Leverage the TCP/IP protocol suite to handle error detection, retransmission, and flow control. We will use the smoltcp library, a lightweight TCP/IP stack designed for embedded systems, to implement this layer. Note that future versions of bittide will probably use a bespoke network stack for asynchronous communication.

Implementation Strategy

1. Network Interface (smoltcp::phy::Device)

We will implement the smoltcp::phy::Device trait for the Aligned Ringbuffer.

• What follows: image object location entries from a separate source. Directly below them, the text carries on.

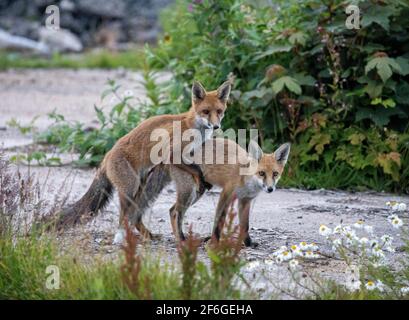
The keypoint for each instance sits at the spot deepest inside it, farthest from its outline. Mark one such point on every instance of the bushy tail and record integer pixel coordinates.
(96, 198)
(156, 181)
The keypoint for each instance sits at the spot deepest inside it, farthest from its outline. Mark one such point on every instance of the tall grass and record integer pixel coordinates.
(136, 273)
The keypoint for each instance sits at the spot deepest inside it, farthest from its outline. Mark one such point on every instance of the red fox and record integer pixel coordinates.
(265, 173)
(127, 165)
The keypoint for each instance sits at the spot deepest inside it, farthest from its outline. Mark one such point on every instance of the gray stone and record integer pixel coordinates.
(107, 9)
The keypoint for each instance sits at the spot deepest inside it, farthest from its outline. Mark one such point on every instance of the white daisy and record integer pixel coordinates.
(286, 255)
(377, 252)
(313, 246)
(128, 93)
(253, 265)
(386, 239)
(364, 241)
(338, 229)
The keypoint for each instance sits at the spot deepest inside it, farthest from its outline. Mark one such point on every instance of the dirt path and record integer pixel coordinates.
(284, 217)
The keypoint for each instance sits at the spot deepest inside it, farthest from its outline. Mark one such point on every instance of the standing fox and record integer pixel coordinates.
(265, 173)
(128, 164)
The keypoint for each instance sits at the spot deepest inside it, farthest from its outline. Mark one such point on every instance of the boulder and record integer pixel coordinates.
(61, 40)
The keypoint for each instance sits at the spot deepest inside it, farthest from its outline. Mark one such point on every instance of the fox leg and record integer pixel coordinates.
(225, 200)
(244, 213)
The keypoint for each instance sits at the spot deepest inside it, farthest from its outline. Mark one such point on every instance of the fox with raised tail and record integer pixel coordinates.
(244, 178)
(128, 164)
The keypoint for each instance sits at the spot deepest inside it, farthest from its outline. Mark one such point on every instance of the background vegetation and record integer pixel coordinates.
(340, 96)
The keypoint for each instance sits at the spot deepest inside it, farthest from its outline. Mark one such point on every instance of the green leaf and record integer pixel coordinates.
(384, 67)
(376, 14)
(290, 83)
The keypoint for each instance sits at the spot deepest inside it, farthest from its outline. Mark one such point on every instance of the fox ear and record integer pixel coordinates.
(223, 92)
(255, 150)
(282, 153)
(198, 91)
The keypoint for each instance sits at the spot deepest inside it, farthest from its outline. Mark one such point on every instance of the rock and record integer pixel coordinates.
(106, 9)
(61, 40)
(67, 5)
(20, 27)
(8, 41)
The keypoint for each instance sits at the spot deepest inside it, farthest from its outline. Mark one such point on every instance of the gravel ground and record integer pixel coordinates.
(284, 217)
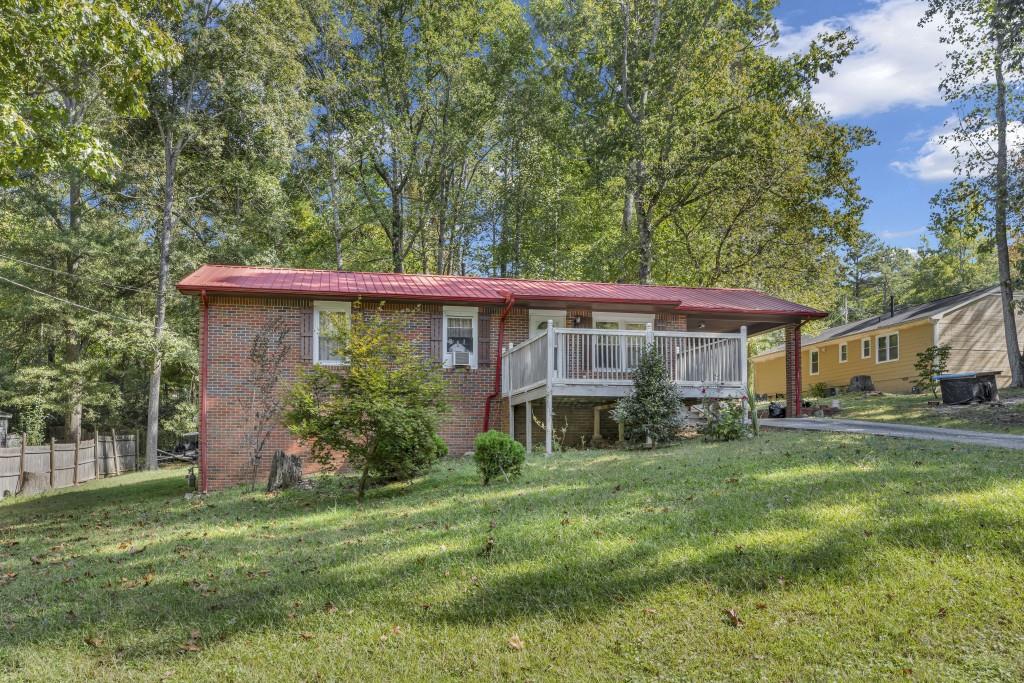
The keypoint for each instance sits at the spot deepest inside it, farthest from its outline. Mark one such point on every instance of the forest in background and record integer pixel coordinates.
(642, 140)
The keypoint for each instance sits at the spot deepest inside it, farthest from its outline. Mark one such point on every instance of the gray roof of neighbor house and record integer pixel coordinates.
(901, 316)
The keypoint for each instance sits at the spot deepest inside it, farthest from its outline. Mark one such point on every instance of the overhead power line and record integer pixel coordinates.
(76, 304)
(109, 283)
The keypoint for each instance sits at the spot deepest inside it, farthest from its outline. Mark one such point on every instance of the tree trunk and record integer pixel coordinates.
(645, 247)
(286, 471)
(166, 228)
(336, 215)
(1001, 205)
(364, 478)
(73, 344)
(397, 233)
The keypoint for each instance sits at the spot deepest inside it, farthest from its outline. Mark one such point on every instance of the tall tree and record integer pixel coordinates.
(235, 94)
(960, 255)
(77, 68)
(57, 57)
(984, 75)
(407, 95)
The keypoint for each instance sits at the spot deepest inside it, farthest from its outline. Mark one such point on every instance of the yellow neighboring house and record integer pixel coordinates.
(886, 347)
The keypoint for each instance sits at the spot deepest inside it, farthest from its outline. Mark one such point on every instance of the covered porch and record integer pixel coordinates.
(598, 364)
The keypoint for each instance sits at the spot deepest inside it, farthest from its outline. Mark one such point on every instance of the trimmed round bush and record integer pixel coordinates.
(497, 454)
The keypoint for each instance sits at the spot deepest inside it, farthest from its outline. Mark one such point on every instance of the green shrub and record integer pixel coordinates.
(407, 449)
(725, 422)
(652, 414)
(498, 454)
(933, 360)
(819, 390)
(382, 409)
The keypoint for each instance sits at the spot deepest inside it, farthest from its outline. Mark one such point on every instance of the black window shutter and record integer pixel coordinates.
(436, 343)
(483, 344)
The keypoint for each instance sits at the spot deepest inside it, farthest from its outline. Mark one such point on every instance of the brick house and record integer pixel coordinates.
(516, 353)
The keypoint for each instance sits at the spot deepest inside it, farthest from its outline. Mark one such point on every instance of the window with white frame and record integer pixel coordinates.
(619, 352)
(888, 346)
(460, 334)
(330, 317)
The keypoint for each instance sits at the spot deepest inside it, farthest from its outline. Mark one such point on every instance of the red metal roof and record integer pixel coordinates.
(238, 279)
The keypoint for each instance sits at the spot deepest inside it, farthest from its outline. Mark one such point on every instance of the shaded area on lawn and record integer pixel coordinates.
(139, 570)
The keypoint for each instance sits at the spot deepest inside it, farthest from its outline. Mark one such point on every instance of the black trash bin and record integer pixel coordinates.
(962, 388)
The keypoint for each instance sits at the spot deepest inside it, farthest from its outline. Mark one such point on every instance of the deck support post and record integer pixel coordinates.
(511, 407)
(548, 417)
(743, 367)
(794, 378)
(529, 426)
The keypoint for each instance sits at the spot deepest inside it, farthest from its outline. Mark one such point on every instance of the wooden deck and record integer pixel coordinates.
(589, 363)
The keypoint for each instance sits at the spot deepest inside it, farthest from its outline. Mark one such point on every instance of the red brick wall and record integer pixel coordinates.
(235, 319)
(232, 323)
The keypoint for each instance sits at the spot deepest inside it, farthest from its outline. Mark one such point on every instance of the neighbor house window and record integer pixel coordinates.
(330, 317)
(888, 346)
(460, 335)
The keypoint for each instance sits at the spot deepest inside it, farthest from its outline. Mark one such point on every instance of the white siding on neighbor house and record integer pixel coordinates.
(975, 336)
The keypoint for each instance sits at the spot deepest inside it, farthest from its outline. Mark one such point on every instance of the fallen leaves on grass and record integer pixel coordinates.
(193, 644)
(733, 617)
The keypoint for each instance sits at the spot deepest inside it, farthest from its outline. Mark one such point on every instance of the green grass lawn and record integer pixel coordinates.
(914, 410)
(845, 557)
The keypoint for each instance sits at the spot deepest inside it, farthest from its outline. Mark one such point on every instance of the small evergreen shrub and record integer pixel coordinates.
(725, 422)
(497, 454)
(933, 360)
(381, 410)
(652, 414)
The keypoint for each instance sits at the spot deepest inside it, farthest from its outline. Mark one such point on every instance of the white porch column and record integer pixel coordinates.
(529, 426)
(548, 418)
(511, 407)
(742, 370)
(547, 424)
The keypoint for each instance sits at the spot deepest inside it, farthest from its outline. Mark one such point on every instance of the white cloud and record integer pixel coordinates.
(898, 235)
(936, 159)
(895, 61)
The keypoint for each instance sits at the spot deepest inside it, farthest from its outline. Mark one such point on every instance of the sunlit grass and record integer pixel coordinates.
(845, 557)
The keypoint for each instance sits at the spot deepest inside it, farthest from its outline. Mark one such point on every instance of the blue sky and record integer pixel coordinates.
(890, 84)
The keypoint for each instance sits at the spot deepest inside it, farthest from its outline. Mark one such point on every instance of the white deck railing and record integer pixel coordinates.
(573, 355)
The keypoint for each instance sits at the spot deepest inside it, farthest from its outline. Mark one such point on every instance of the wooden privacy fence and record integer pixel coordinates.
(32, 469)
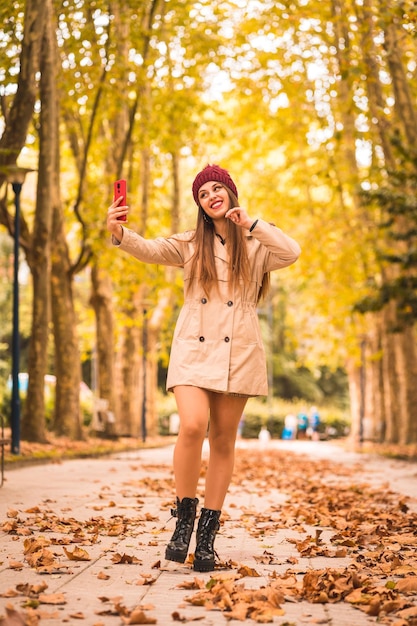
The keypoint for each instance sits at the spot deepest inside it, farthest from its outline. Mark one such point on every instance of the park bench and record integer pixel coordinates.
(4, 441)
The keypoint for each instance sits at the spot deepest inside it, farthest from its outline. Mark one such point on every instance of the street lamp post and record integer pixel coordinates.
(16, 176)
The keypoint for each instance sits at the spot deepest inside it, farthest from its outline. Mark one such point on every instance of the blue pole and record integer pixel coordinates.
(15, 419)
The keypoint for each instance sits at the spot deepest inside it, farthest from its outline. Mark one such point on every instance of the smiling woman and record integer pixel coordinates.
(217, 358)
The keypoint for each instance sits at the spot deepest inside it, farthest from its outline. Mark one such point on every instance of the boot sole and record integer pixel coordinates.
(174, 555)
(204, 566)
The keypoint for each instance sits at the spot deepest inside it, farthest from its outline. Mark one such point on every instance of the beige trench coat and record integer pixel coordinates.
(217, 342)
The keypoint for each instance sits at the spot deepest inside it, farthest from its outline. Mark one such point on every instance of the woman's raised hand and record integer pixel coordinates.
(239, 217)
(115, 213)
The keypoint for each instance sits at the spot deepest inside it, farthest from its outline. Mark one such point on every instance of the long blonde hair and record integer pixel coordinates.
(203, 268)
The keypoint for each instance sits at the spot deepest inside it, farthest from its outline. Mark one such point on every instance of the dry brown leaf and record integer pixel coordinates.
(78, 554)
(125, 558)
(52, 598)
(138, 616)
(407, 585)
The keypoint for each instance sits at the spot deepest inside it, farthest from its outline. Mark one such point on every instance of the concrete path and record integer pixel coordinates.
(114, 515)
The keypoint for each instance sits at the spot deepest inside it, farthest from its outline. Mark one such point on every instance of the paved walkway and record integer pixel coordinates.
(112, 511)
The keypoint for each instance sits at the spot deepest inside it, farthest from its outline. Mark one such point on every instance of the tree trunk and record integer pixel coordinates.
(33, 422)
(20, 114)
(128, 382)
(67, 356)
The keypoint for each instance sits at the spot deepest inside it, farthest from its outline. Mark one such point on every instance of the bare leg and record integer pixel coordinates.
(225, 414)
(193, 409)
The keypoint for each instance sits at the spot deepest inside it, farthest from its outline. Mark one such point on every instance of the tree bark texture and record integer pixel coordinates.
(67, 419)
(33, 422)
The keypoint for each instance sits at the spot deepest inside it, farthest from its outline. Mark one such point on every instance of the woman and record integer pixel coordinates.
(217, 358)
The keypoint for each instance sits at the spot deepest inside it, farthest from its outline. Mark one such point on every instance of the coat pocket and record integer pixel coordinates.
(247, 329)
(188, 323)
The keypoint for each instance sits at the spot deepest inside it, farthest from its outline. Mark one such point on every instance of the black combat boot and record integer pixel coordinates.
(177, 549)
(208, 525)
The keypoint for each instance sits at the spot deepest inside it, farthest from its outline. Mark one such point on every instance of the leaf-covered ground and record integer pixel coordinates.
(304, 539)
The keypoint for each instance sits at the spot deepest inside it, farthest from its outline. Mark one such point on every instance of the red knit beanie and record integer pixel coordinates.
(213, 172)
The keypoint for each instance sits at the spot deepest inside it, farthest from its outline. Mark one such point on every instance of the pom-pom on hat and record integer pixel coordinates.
(213, 172)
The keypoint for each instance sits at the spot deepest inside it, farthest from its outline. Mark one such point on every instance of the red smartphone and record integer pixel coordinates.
(120, 189)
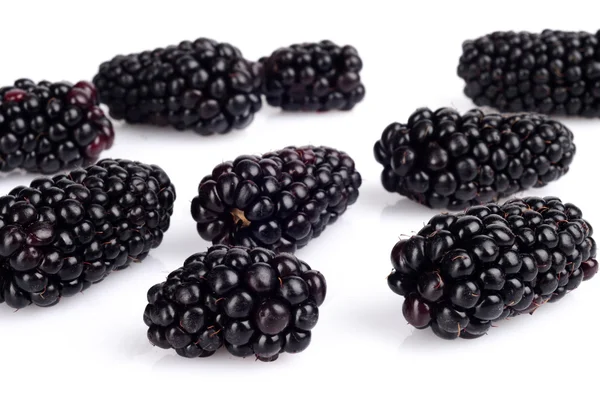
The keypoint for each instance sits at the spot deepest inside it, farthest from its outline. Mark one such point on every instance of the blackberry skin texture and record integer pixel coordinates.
(554, 72)
(47, 127)
(279, 201)
(251, 300)
(442, 159)
(463, 272)
(62, 234)
(203, 85)
(313, 77)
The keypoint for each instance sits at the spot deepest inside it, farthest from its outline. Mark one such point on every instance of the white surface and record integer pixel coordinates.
(96, 342)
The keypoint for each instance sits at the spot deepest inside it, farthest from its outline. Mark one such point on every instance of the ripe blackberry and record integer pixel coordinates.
(554, 72)
(253, 301)
(202, 85)
(46, 127)
(313, 77)
(444, 160)
(462, 272)
(62, 234)
(279, 201)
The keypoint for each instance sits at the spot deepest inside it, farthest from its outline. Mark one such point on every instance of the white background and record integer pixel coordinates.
(96, 342)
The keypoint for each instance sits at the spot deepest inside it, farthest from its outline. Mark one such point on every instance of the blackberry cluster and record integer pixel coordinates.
(253, 301)
(462, 272)
(62, 234)
(202, 85)
(554, 72)
(46, 127)
(313, 77)
(444, 160)
(279, 201)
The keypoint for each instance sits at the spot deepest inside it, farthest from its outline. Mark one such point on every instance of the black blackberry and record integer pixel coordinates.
(46, 127)
(554, 72)
(202, 85)
(253, 301)
(62, 234)
(279, 201)
(444, 160)
(313, 77)
(462, 272)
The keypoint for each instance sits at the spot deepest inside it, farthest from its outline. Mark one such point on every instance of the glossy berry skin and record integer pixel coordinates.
(553, 72)
(250, 300)
(313, 77)
(463, 272)
(62, 234)
(46, 127)
(204, 86)
(279, 201)
(446, 160)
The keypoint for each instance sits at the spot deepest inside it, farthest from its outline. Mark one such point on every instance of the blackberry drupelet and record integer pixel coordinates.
(46, 127)
(253, 301)
(442, 159)
(202, 85)
(313, 77)
(554, 72)
(462, 272)
(60, 235)
(279, 201)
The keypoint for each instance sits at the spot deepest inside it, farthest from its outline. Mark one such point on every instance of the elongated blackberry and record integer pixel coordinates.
(462, 272)
(253, 301)
(202, 85)
(554, 72)
(62, 234)
(444, 160)
(279, 201)
(313, 77)
(46, 127)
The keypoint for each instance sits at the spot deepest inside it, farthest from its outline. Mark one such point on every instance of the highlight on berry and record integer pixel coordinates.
(204, 86)
(446, 160)
(313, 77)
(62, 234)
(462, 273)
(46, 127)
(252, 301)
(279, 201)
(553, 72)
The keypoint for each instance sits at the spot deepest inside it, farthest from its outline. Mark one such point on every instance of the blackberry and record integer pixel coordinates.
(554, 72)
(313, 77)
(442, 159)
(62, 234)
(46, 127)
(279, 201)
(462, 272)
(202, 85)
(253, 301)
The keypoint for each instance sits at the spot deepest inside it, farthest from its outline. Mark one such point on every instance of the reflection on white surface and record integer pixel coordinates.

  • Medium: Use Medium::Ip to minimize overhead (no Ethernet headers required for point-to-point).
  • MTU: Set to 1500 bytes (standard Ethernet size) to accommodate typical payloads.

2. Framing & Alignment

  • The underlying Aligned Ringbuffer abstraction ensures packets are read from the correct aligned memory location.
  • Packet Boundaries: The length of each packet will be derived directly from the IP Header length field.

3. Addressing

  • Topology: Initially restricted to Peer-to-Peer links.
  • IP Assignment: Placeholder IPs, if necessary we use static addressing derived from unique hardware identifiers (e.g., FPGA DNA or Port ID) to avoid the complexity of DHCP.

4. Demo Application

Develop a proof-of-concept application that:

  1. Initializes the Aligned Ringbuffer.
  2. Sets up a smoltcp interface.
  3. Establishes a TCP connection between two nodes.
  4. Transfers data to verify reliability against induced packet loss/corruption.

Assumptions

  • An Aligned Ringbuffer abstraction exists that provides a read/write interface for single aligned packets.
  • The ringbuffer size is sufficient to hold at least one MTU-sized packet plus overhead.